The state Public Utilities Commission is the primary regulator of pipelines in Minnesota, but last week the MPCA issued Enbridge a crucial permit for the project known as a “401 water quality certification.” Denying such a permit could derail a project.
The certification takes its name from Section 401 of the country’s Clean Water Act, and regulates pollutants discharged into nearby waters.
The $2.6 billion Line 3 oil pipeline would cut underground across northern Minnesota, crossing more than 200 streams, and affect more than 700 acres of wetlands as it carries oil from tar sands in Canada to Enbridge’s terminal in Superior, Wis. The company says it needs the new pipeline to replace one that’s worn.
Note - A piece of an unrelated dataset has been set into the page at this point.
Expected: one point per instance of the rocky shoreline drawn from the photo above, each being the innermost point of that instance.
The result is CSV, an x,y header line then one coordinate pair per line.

Opponents say the project represents an unacceptable risk to the Native American tribes whose land and wild rice stands it crosses, and undermines the state’s climate change goals to reduce greenhouse gas emissions from burning fossil fuels.
A number of groups challenged drafts of the water-quality permits last winter in a contested case hearing — including Friends of the Headwaters, Honor the Earth, the Sierra Club and the Red Lake and White Earth Ojibwe bands — but an administrative law judge sided with the MPCA. Meanwhile, three tribes are fighting the project in court for violating treaty rights.
The MPCA last week said the permit it issued to Enbridge was “its most stringent 401 water quality certification to date.” It listed nearly three dozen conditions. For example, it prohibits releasing drilling mud into any water or wetlands, and bans construction in or near wild-rice waters or sensitive wetlands between April 1 and mid-July.
The permit does touch on pipeline operation. One condition says Enbridge must not discharge any crude oil from the pipeline into nearby waters, including groundwater, and that if it does it must immediately notify the state Department of Public Safety and MPCA, and clean it up.
Steve Morse, executive director of the Minnesota Environmental Partnership, said the MPCA took too narrow a view of its role in considering the 401 permit. He said the agency could have denied the permit on the grounds that construction alone of such a project would have caused unavoidable degradation to state waters.
The regulator is “constrained by historic business as usual,” he said.
Staff writer Mike Hughlett contributed to this report.